Sometimes, when people think of balance, they think of separation: one thing on this side and something else on another. Instead, we have learned to do everything together. The non-negotiable in our lives has been doing everything as a family. It’s a BIG deal! Whatever we do as a family helps calibrate our health and time. For us, in seasons past, we’ve taken every Monday off (now Fridays) as a family. We plan that carved-out time with fun family activities in mind. We’ve scheduled time at beaches, museums, swimming at hotel swimming pools, enjoyed theme parks, long drives in the car, dollar store trips, and walked through nature parks. These are really healthful outlets that ground us when life gets intense or a little too fast. Just remember, ‘ebb and flow’ or ‘feast and famine’ so you can prepare for those seasons with your family. So eat those ribs, take that mini vacation, drive in the car, wear those Spanx and buy the shoes! Don’t ever apologize for having fun with your husband and kids and being creative with your family time. Your babies will grow up thanking you, and the Church will be grateful to have healthier leaders!

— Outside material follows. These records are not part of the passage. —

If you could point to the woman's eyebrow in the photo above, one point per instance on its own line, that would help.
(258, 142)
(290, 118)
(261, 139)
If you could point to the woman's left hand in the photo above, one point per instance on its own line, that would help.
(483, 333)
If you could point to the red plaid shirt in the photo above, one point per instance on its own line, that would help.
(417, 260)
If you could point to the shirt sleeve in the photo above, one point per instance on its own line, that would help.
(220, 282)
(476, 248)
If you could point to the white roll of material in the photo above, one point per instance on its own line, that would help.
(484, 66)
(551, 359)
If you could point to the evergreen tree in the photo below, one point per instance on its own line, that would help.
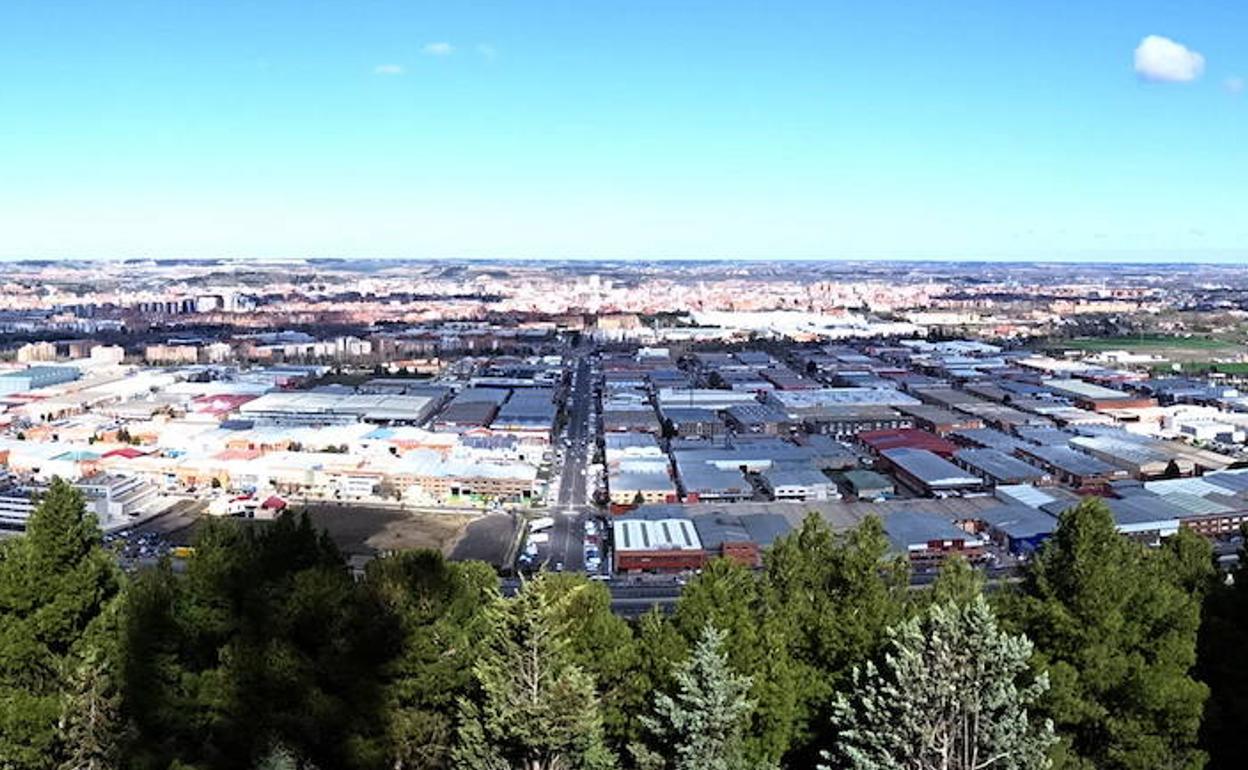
(56, 583)
(950, 693)
(1115, 623)
(758, 639)
(266, 640)
(537, 709)
(956, 583)
(1223, 638)
(602, 645)
(92, 729)
(700, 725)
(442, 620)
(835, 594)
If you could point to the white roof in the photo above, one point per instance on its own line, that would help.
(655, 534)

What is one thing you wish you would have known before planting a church?
The gift of my own life- of being uniquely me. I am not living in the shadow of someone else’s “could’ve been” dream, but am my own person who makes my own choices unto God and am not restricted by the rules or opinions of critics. Previously I was so shy, so young, and so concerned with people liking me. Now, I DON’T CARE…just kidding! Over time, I have discovered the source of that unhealthy, naive mindset which came from an insecure sense of not having a spiritual heritage within my own immediate family like the way my husband did. That insecurity opened my life in a vulnerable way to controlling, toxic voices and intrusive, harmful opinions. For many of us, we haven’t had the dream family or a great family upbringing, but the Holy Spirit and His word has a way of maturing you, so, trust His process and the wisdom of TRUSTED voices. We are individuals with a God-ordained path. No two female pastors or pastors’ wives are the same, but we share a common bond of a leadership experience. So, enjoy your journey and trust God in equipping you and bringing the right relationships into your life. He’s the one who dictates your steps!